The membrane potential during the bursts recorded in current-clamp measurements and the correspondent inward currents observed in voltage clamp shared approximately the same time course, suggesting the maintained synaptic current as the source of the long-lasting depolarization. To exclude that a voltage-dependent sodium or calcium “plateau” current is also activated, we applied short strongly hyperpolarizing current pulses during burst depolarizations, which should switch off a plateau current if present (Fig.5 A). This protocol did not affect the time course of the decay (n = 5 cells), suggesting that the depolarization results directly from synaptic current. A further indication that this suggestion is correct was that direct stimulation of the neuron by short (30–50 ms) depolarizing current pulses was able to trigger single action potentials but never induced bursts nor influenced the rhythm of the intrinsic bursts (n = 10 cells).
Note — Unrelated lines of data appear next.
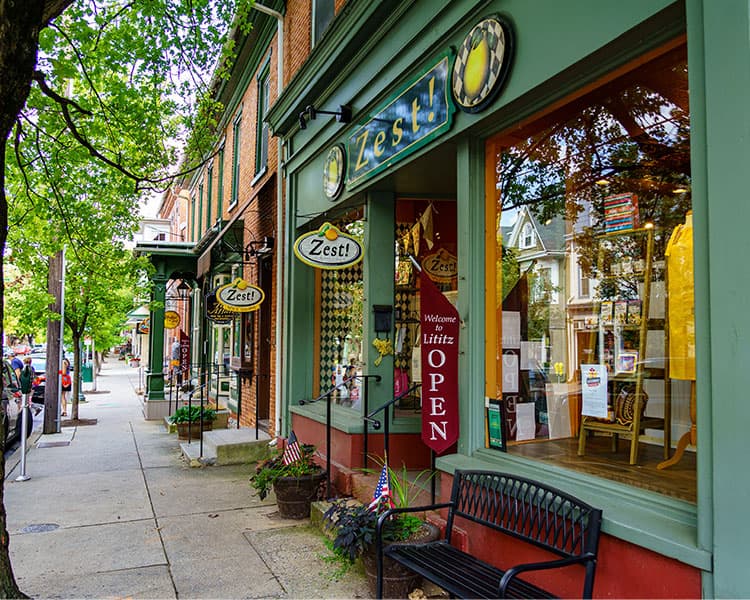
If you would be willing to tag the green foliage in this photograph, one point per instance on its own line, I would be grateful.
(269, 471)
(354, 526)
(192, 414)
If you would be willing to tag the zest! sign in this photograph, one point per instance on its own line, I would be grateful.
(328, 248)
(240, 296)
(420, 112)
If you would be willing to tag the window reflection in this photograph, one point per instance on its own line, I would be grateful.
(592, 202)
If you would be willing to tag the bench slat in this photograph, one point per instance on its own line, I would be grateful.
(458, 573)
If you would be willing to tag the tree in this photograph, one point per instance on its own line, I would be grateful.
(103, 91)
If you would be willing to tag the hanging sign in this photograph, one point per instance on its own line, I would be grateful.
(439, 328)
(419, 113)
(184, 352)
(328, 248)
(240, 296)
(171, 319)
(482, 64)
(441, 265)
(216, 312)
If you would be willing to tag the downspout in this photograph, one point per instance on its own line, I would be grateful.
(280, 248)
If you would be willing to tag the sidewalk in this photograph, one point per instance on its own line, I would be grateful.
(113, 511)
A common mechanism of rhythmic bursting is the appearance of pacemaker currents that lead to gradual depolarization of the neuron between discharges. However, in all neurons that were recorded in current-clamp mode during this study (n = 36 cells), the membrane potential remained relatively stable between bursts, and we never observed a pacemaker potential. Another mechanism of rhythmicity could employ a gradual increase of excitability after the bursts so that the neuron becomes increasingly prone for participation in a network activity. To explore this possibility we applied short (30–50 ms) depolarizing current pulses in regular intervals to bursting neurons (Fig. 5 B), estimated the threshold potential to fire an action potential for every inter-burst current injection, and examined for correlation with time left until the next burst. The rationale of this protocol was to detect a decreased action potential threshold if excitability rises. However, in none of the five neurons studied with this protocol did we found evidence for a change of the threshold potential between two bursts (Fig. 5 C). No strong correlation between temporal proximity to a burst and action potential threshold could be observed (R 2 = 0.037).
Another mechanism that has been suggested to render spontaneous activity an episodic nature is activity-dependent depression of network excitability. To test for a period after a burst during which the network is not able to trigger the next burst we recorded the membrane potential of a neuron and stimulated part of the network (about 2–5.5 mm away from the recording site in the direction of the aCSF flow to avoid direct effect on the recorded neuron) by brief pulses of aCSF containing elevated [K+] (1 s, 15 mM KCl) at random times after each fifth spontaneous burst. Such a stimulus was able to induce neuronal activity that spread synaptically (tested by blocking with 10 μM CNQX, data not shown) through a large part of the network and could be recorded even >5 mm from the stimulation site as long-lasting depolarization with a burst of action potentials (Fig.6 A). Plotting the width of the evoked burst against the interval between stimulus and preceding spontaneous burst revealed a period during which the network could not be activated (Fig. 6 B). The duration of this period of network depression appeared variable between different cells (3.7–9.3 s, n = 4 cells) and could not be determined accurately because after a number of stimuli (>10) the network did not respond reliably anymore.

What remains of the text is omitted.